You can see the world’s largest sandhill crane statue all the way from I-94 almost from a mile away. The first time you see it, it surprises you cause it’s so unexpected. It’s sundown on the prairie and on the horizon way out west for as far as your eyes can see, and as the Greyhound pulls off the interstate and stops for supper, the sandhill crane statue up close feels iluminated by this burning orange prairie sunset sky which makes it an even more unexpected surprise. It seems to stand guard on this tiny place at the side of the interstate, so far away from anywhere, 60 miles to Jamestown to the east and 45 miles to Bismark to the west and nothing else in between. The statue faces the interstate and up there from its vantage point it seems to serve as a welcoming sign to the tired and hungry drivers as it stands on the same grounds as the “Lone Steer Cafe, Motel & Casino”.
I’ve seen quite a few places like this on the road, but none quite like the “Lone Steer”. I step into the cafe and the first thing that catches my attention are a couple of flies hovering over the apple pie display case. That doesn’t help sell the place for me but this will be the last chance for a real meal before I reach Montana in the early morning. The waitresses seem to be more concerned with the local news gossip on the radio than to attend to the costumers. It seems Old Joe will spend another night in jail for riding his bicycle naked again. That is enough to have them laughing hysterically. I wonder how old Joe really is and how many times has he done it before or how senile or bored he must be to keep doing it. One of the waitress keeps chewing gum while the other is smoking a cigarette and they seem to me to be much older than they probably are. Only after my fellow patrons in the Greyhound come in after finishing smoking their cigarettes outside, and make a commotion, do the waitresses turn the radio low, drop the cigarette butt beyond the counter and the chewing gum under the grill and turn their attention to the costumers.
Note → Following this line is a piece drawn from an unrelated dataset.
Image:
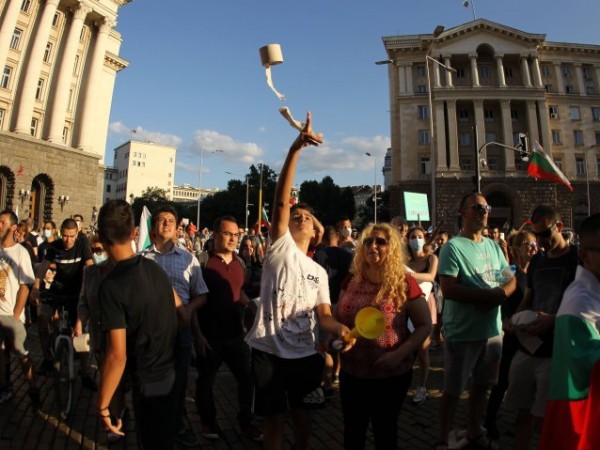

I’m still not sure what I’m having so I scan the menu for anything that catches my attention. One of the waitresses, Kitty, approaches my table and serves me coffee and asks what I’ll be having. I ask about their specials and if she will recommend anything. She recommends the blue-plate special with all the fixins and that actually sounds good to me. While I wait for my meal I look at the sandhill crane still hanging high over this place. The sunset has already been replaced by the first signs of dark outside but the sandhill crane still seems to cast the remains of that burning orange sky. After I finish my blue-plate special I ask for the check and Kitty asks if there’ll be anything else. I say no, but she interrupts me by saying “Hone, you shouldn’t leave without trying our apple pie. It’s our specialty. We make it ourselves”. I can still hear the buzzing of those flies, even over the conversations, hanging over that display case, but can’t honestly have the nerve to say no to Kitty’s big smile. I say that I’m still full from the blue-plate special and ask her if she can wrap the pie for me to go. She says “Sure hone, I’ll put in an extra large slice for you.” Kitty hands me the pie wrapped up in tin foil and I pay up at the counter leaving her a generous tip.
Outside the café it’s starting to get colder and darker. The lights of the motel office are on but there’s no other lights on in the place, which makes me wonder if anyone’s staying at the motel or if maybe they are at the next door casino. From the outside, I can’t even guess if the casino is open for business. In fairness, there’s a penetrating silence surrounding the parking lot that is only tempered by the distant traffic on I-94 and by a few rushes of wind every once in a while. I’m called in to board the bus and I take a long deep breath. The cold wind on my face invigorates me and I pass the sandhill crane statue on my way to the bus and finally take on the true measure of it. It seems to be so much bigger now than what I first realized when I arrived here. And as I take a final look at it from inside the bus as we’re already on our way to enter I-94, it still stands tall over the place and seems to irradiate light to the parking lot and the café. I fall asleep on the bus thinking who’d ever thought of putting such a thing in that place. I awake in the middle of the night. I look outside for a few minutes and all I see is the dark, interrupted from time to time by the headlights of oncoming buses and trucks going east in the opposite direction as our bus. I look around me and everyone is sleeping except the driver and me. It’s probably 3 or 4 in the morning and there’s at least another 3 hours before we stop again and I’m feeling hungry again. I remember the apple pie that still sits under the tin foil in the seat next to me. It’s still warm and I eat it without leaving any single crumb. The best damn apple pie I ever had, I think to myself, while looking outside the window at the dark cold American night.